CJC-1295: What the Research Actually Shows
Last updated: April 2026
By Scott Williams·Firefighter/Paramedic · 25+ Years
Most people searching for CJC-1295 do not realize they may be looking at two different molecules with almost the same name.
That is the first thing to get straight — and honestly, it is one of the more interesting entry points in the whole GH-axis peptide category.
There is CJC-1295 with DAC, and there is CJC-1295 without DAC. Those names sound like minor product variations, but they are not. They behave differently in the body, they create different growth hormone patterns, and the community talks about them in ways that can get confusing fast.

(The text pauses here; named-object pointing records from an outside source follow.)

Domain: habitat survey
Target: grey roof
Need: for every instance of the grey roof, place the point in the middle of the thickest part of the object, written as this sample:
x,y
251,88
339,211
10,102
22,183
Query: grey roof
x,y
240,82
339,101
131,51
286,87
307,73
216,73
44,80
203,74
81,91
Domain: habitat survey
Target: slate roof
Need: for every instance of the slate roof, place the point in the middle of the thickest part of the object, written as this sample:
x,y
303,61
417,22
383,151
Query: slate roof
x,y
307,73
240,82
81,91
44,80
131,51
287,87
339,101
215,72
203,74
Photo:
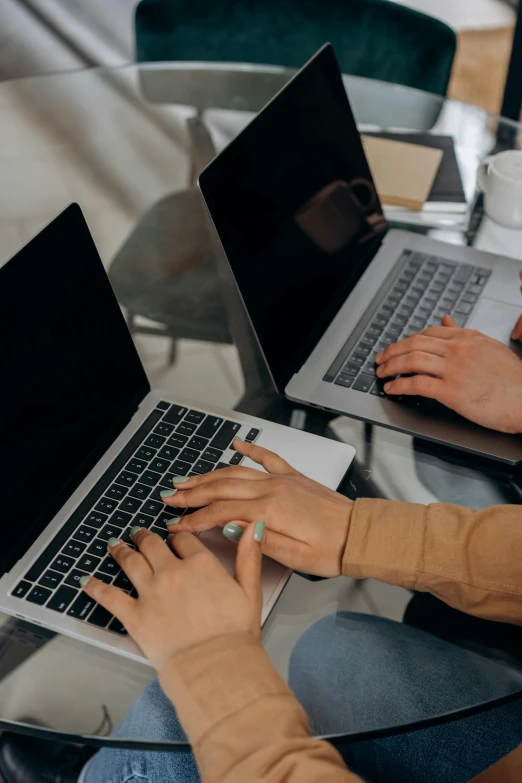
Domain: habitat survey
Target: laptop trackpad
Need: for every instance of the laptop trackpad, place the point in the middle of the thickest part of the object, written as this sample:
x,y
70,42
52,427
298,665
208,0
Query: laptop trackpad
x,y
496,319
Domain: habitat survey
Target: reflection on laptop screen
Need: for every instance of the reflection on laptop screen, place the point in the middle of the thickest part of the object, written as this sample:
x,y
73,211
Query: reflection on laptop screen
x,y
295,207
70,376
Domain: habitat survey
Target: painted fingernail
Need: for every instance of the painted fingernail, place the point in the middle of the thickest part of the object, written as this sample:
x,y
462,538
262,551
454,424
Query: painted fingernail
x,y
259,531
167,493
232,531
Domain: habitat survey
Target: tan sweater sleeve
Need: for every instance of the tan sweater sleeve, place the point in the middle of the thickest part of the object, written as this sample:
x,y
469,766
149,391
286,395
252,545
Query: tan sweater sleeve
x,y
469,559
242,720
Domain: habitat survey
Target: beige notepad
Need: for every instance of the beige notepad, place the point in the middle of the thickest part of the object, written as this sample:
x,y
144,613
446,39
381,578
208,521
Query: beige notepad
x,y
403,173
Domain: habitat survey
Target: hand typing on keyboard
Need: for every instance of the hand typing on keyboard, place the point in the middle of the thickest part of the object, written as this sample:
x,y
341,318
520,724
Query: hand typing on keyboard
x,y
185,600
474,375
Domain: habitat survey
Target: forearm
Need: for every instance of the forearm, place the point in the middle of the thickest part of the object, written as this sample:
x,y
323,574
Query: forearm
x,y
242,721
469,559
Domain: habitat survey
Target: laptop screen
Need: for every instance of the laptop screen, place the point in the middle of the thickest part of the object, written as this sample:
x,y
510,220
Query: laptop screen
x,y
295,207
70,376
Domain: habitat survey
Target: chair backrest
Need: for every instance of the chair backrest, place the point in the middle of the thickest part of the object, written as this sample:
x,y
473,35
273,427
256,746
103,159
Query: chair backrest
x,y
379,39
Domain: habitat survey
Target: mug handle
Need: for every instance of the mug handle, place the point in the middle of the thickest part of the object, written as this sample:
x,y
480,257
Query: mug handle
x,y
483,174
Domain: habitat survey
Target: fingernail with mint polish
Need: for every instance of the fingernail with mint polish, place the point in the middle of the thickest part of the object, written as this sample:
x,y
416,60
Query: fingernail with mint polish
x,y
180,479
167,493
232,531
259,531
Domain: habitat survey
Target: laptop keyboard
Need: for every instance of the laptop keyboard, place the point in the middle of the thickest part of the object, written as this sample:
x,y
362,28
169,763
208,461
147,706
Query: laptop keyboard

One vendor might call something “CJC-1295 no DAC.” Another might call it “Mod GRF 1-29.” Another might just write “CJC-1295” and leave the buyer guessing.
That is not a small labeling issue. With this peptide, the name tells you what kind of growth hormone signal you are creating.
This is also the first GH-axis peptide page on Biohacking Unlocked. BPC-157, TB-500, and GHK-Cu are mostly tissue-repair stories. CJC-1295 is a different category: it is a growth-hormone-releasing peptide. The biology is genuinely interesting, and the pharmacokinetics story here is one of the more fascinating ones I have come across in this space.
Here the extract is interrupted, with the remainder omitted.